Retired railroad engineer R.W. "Bob" Willaford is planning to donate a train engine and caboose that he owns to the city. The engine and caboose will be placed on display just outside of the old train station at 102 N. Palmer St.
City and business officials who spoke at the groundbreaking noted that the city was named for Henry B. Plant, who brought the railroad to town in the 1880s.
"Henry Plant had a vision for a town. Today we have a vision to make this a great tourist destination," City Manager Greg Horwedel said.
The train-viewing platform will be an elevated building where railroad enthusiasts can watch trains go by. The platform will cost $200,000, and major contributors have included CSX, which donated $25,000, and the Plant City Lions Club, which chipped in $5,000. Fundraising continues.
The platform will sit about 14 feet off the ground, and be covered with a roof for a total height of nearly 29 feet. The architecture is similar to the nearly century-old depot, which closed as a train station years ago.
Willaford has the engine and caboose on display outside his home north of Plant City. City Commissioner Mike Sparkman said he jumped at the chance to move them to the depot.
"We are very grateful to him. This will add a lot to the depot area and help make it a tourist destination," Sparkman said.

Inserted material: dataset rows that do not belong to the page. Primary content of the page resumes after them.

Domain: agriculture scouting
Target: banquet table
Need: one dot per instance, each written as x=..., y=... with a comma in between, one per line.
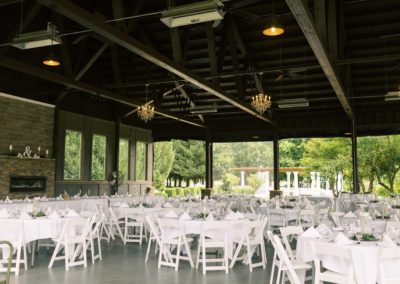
x=364, y=255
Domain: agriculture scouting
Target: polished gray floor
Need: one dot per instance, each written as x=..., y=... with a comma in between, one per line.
x=125, y=264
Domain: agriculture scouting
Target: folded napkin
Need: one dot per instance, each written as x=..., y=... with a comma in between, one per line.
x=24, y=215
x=171, y=214
x=167, y=205
x=311, y=233
x=210, y=217
x=239, y=215
x=231, y=216
x=4, y=213
x=350, y=215
x=53, y=215
x=71, y=213
x=323, y=229
x=387, y=242
x=185, y=216
x=341, y=239
x=124, y=205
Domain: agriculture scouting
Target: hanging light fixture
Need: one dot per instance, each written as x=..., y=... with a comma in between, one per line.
x=261, y=102
x=146, y=111
x=274, y=28
x=51, y=60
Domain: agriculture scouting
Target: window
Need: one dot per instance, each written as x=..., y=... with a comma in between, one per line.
x=72, y=155
x=123, y=158
x=140, y=161
x=98, y=157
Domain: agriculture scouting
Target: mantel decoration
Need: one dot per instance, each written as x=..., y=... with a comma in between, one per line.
x=146, y=111
x=261, y=103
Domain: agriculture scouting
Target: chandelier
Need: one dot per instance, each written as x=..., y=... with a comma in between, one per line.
x=261, y=103
x=146, y=111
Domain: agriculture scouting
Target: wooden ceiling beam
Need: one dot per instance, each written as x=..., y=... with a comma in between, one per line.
x=94, y=23
x=84, y=87
x=307, y=25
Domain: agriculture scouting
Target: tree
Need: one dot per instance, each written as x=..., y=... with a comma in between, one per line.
x=328, y=156
x=163, y=158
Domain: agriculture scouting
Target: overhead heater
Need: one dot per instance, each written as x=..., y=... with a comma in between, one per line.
x=293, y=103
x=200, y=12
x=42, y=38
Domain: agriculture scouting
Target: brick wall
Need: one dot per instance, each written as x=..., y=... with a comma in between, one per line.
x=24, y=123
x=26, y=167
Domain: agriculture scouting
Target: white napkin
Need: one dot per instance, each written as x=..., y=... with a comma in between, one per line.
x=387, y=242
x=231, y=216
x=53, y=215
x=341, y=239
x=167, y=205
x=350, y=215
x=323, y=229
x=171, y=214
x=71, y=213
x=4, y=213
x=24, y=215
x=185, y=216
x=210, y=217
x=239, y=215
x=311, y=233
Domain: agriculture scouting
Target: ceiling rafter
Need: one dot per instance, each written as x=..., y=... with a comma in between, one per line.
x=92, y=22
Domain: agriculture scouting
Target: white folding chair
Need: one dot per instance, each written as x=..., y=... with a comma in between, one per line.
x=321, y=250
x=388, y=256
x=72, y=239
x=155, y=235
x=288, y=233
x=214, y=234
x=14, y=234
x=252, y=239
x=276, y=218
x=282, y=262
x=133, y=232
x=172, y=234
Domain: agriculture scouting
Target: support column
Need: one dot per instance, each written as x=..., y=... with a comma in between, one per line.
x=356, y=187
x=276, y=159
x=296, y=180
x=288, y=180
x=267, y=179
x=242, y=183
x=209, y=164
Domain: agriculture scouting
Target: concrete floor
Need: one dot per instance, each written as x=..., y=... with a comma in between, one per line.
x=125, y=264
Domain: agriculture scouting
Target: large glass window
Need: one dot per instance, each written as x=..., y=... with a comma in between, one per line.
x=98, y=157
x=72, y=155
x=140, y=161
x=245, y=167
x=123, y=157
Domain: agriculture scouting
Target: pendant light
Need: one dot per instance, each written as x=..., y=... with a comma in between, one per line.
x=51, y=60
x=274, y=28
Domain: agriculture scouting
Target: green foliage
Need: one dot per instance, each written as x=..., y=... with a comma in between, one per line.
x=254, y=181
x=72, y=155
x=141, y=160
x=163, y=158
x=123, y=158
x=98, y=169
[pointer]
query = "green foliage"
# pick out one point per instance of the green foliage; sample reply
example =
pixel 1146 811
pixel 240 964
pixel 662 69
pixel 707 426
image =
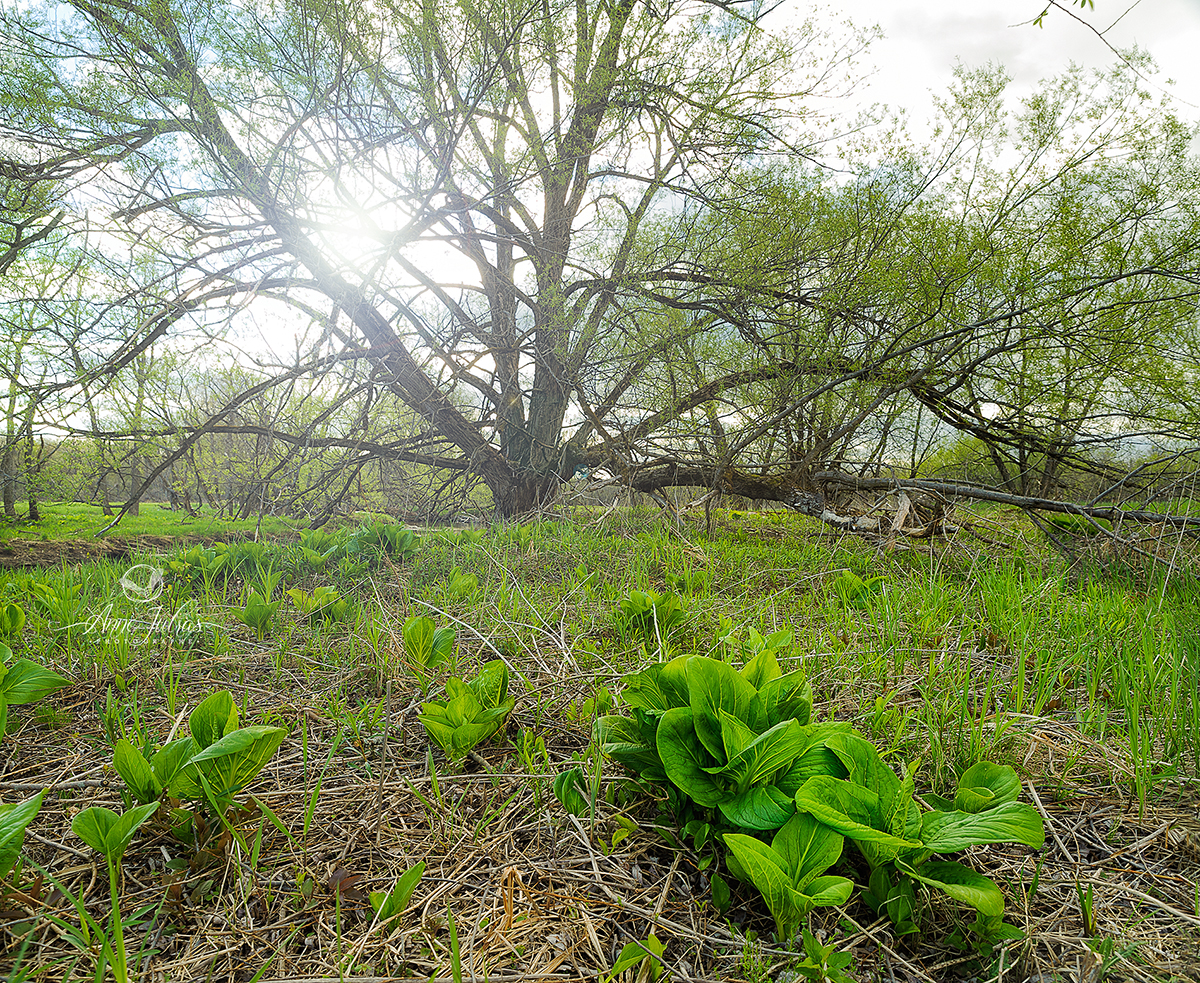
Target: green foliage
pixel 324 605
pixel 258 612
pixel 654 617
pixel 213 765
pixel 109 834
pixel 823 964
pixel 472 712
pixel 462 586
pixel 426 647
pixel 736 741
pixel 856 592
pixel 23 681
pixel 635 954
pixel 13 820
pixel 388 904
pixel 383 537
pixel 573 793
pixel 877 810
pixel 12 618
pixel 789 873
pixel 199 564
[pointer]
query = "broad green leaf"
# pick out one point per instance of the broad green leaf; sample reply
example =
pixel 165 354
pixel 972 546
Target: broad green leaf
pixel 855 813
pixel 418 635
pixel 768 873
pixel 963 883
pixel 715 685
pixel 787 697
pixel 987 785
pixel 233 761
pixel 867 768
pixel 171 759
pixel 761 669
pixel 491 687
pixel 763 807
pixel 214 718
pixel 442 646
pixel 391 903
pixel 27 682
pixel 126 825
pixel 829 889
pixel 634 953
pixel 672 682
pixel 808 846
pixel 767 754
pixel 1011 822
pixel 736 736
pixel 12 618
pixel 13 820
pixel 136 772
pixel 631 742
pixel 684 757
pixel 93 826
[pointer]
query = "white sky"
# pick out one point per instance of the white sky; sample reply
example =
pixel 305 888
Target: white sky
pixel 924 39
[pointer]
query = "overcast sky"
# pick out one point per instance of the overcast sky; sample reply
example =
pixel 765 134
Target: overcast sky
pixel 923 39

Willaford is well known in Plant City for opening his caboose for visits by children at Easter and Christmas. The open houses include free goodies for the kids from Santa Claus or the Easter Bunny, and tips on railroad safety.
The depot, now called Union Station Welcome Center and Railroad Museum, will be renamed in Willaford's honor, Sparkman said.
Willaford was at the ceremony but didn't address the crowd.
Sparkman said he hopes to have the platform completed and the engine and caboose on display before Christmas.